La circolare Assonime passa poi a esaminare il tema delle perdite che, a causa dell'epidemia, matureranno nel 2021 e negli esercizi successivi, al cospetto del dettato normativo che si riferisce testualmente alle «perdite emerse nell'esercizio in corso alla data del 31 dicembre 2020».

Il dato testuale, di primo acchito, indurrebbe a ritenere, in effetti, che l'incremento del deficit patrimoniale, rispetto alla perdita rilevata nell'esercizio in corso al 31 dicembre 2020, dovrebbe essere trattato come una perdita autonoma, con la conseguente meccanica applicazione dei provvedimenti di osservazione e di ripianamento dettati dagli articoli 2446 e 2447 del Codice civile, senza quindi beneficiare di alcun posticipo al 2026.

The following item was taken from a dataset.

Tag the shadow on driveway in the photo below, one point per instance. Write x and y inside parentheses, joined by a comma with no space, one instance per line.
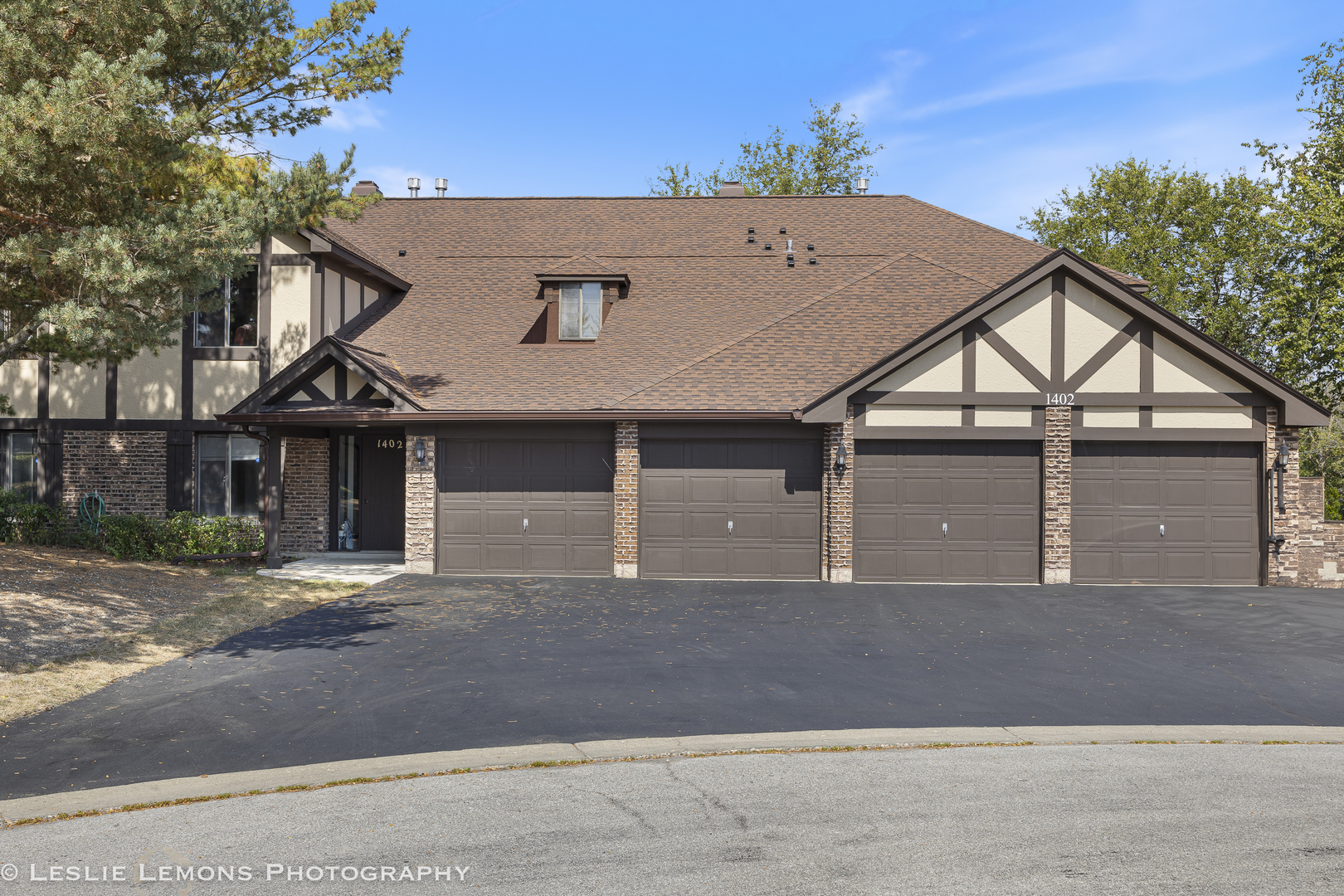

Assonime però sposa un altro orientamento e cioè sostiene che anche l'eventuale incremento delle perdite negli esercizi successivi al 2020 risulterebbe assorbito dalla disciplina di posticipazione delle misure di riduzione e ricapitalizzazione dettata dall'articolo 6,del Dl 23/2020, determinando l'attivazione dei rimedi a tutela del capitale soltanto alla chiusura del quinto esercizio successivo all'esercizio.

A sostegno di questa visione vi è l'idea che la norma in commento, se pure si riferisce alle società che presentino una perdita rilevante per l'esercizio in corso al 31 dicembre 2020, intende attribuire a tali società un idoneo periodo temporale per uscire dallo stato di difficoltà in cui si trovano nel 2020.

In altre parole, le società che si trovano in questa condizione sarebbero immesse in una sorta di percorso speciale e le eventuali perdite successive al 2020, che potrebbero essere fisiologiche anche in un percorso gestionale di recupero della redditività, non dovrebbero avere un autonomo rilievo, pena il venir meno della logica di aiuto che costituisce la “filosofia” di questa disciplina emergenziale.